The report noted a 14% increase in total customer complaints from 2023.

The Federal Deposit Insurance Corporation (FDIC) has released its 2025 Consumer Compliance Supervisory Highlights, which cover trends discovered during approximately 800 supervisory examinations conducted by the agency in 2024.

The document reviews consumer compliance performance, the most frequently cited violations, and trends in consumer complaints.

Consumer compliance performance

The report notes that in 2024, 97% of all FDIC-supervised institutions were rated satisfactory or better for consumer compliance, and that 97% were rated “Outstanding” or “Satisfactory” for the Community Reinvestment Act (CRA).

Most frequently cited violations

The FDIC found that there were 1,275 violations of consumer protection statutes and regulations in 2024, with the top five most frequently cited statute violations representing 73% of total violations.
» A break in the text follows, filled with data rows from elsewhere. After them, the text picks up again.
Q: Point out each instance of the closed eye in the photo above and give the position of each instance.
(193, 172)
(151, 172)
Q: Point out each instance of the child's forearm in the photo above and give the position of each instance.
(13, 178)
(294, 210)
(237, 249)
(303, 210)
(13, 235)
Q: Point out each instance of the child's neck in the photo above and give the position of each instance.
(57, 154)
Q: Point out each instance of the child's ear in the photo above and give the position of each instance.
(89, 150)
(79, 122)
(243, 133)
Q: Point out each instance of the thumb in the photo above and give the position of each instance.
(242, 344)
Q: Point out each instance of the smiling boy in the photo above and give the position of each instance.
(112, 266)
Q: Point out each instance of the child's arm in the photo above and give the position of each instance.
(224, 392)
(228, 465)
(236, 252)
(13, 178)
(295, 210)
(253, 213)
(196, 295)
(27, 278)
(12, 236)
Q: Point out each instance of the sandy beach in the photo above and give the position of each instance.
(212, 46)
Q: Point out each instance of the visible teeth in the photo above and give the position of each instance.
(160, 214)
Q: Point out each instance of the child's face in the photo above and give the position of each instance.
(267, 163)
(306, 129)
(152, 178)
The most common violations under each statute included:

  • TILA 15 U.S.C. § 1637 and 12 CFR § 1026.7(b), 15 U.S.C. § 1638 and 12 CFR § 1026.19(e), and, 15 U.S.C. § 1604 and 12 CFR §§ 1026.38(f) – (k), covering failure of creditors to provide borrowers with clear information about the terms and costs of credit. (21% of cases.)
  • FDPA (42 U.S.C. § 4012(b) and 12 CFR § 339.3(a), covering failure of an institution to provide flood insurance (45% of cases.)
  • TISA/Reg DD 12 U.S.C. § 4303 and 4305 and 12 CFR §§ 1030.3 and 12 U.S.C. §§ 4303-4305 12 CFR §§ 1030.4(a) and (b), covering failure of banks to provide clear disclosures about the terms and costs of consumer deposit accounts. (65% of of cases.)
  • EFTA/Reg E 15 U.S.C. § 1693f and 12 CFR § 1005.11(c), covering failure to properly investigate electronic transfer errors. (47% of cases.)
  • HMDA/Reg 12 U.S.C. § 2801 and 12 CFR § 1003.4(a), covering failure to publicly disclose sufficient data about mortgage lending data. (77% of cases.)

Enforcement trends

In 2024, the FDIC initiated 31 formal and 23 informal enforcement actions to address consumer compliance examination findings, yielding $5.6 million in civil monetary penalties. Additionally,

  • Supervised institutions provided voluntary restitution payments totaling $33.3m to approximately 400,000 consumers.
  • The FDIC referred three violations to the DOJ for violations of the Equal Credit Opportunity Act.

Consumer complaint trends

  • The FDIC reported a 14% increase in complaints from 2023.
  • Of the 23,444 written complaints, 10,860 were investigated while 12,478 were referred to other regulators.
  • Investigations uncovered 305 institutional errors, 132 regulation violations, and 59 cases needing escalation.
  • Consumers received over $2m in voluntary restitution and non-monetary relief in 937 cases, with top complaint categories including credit cards, checking accounts, instalment loans/CLOCs, and residential real estate loans.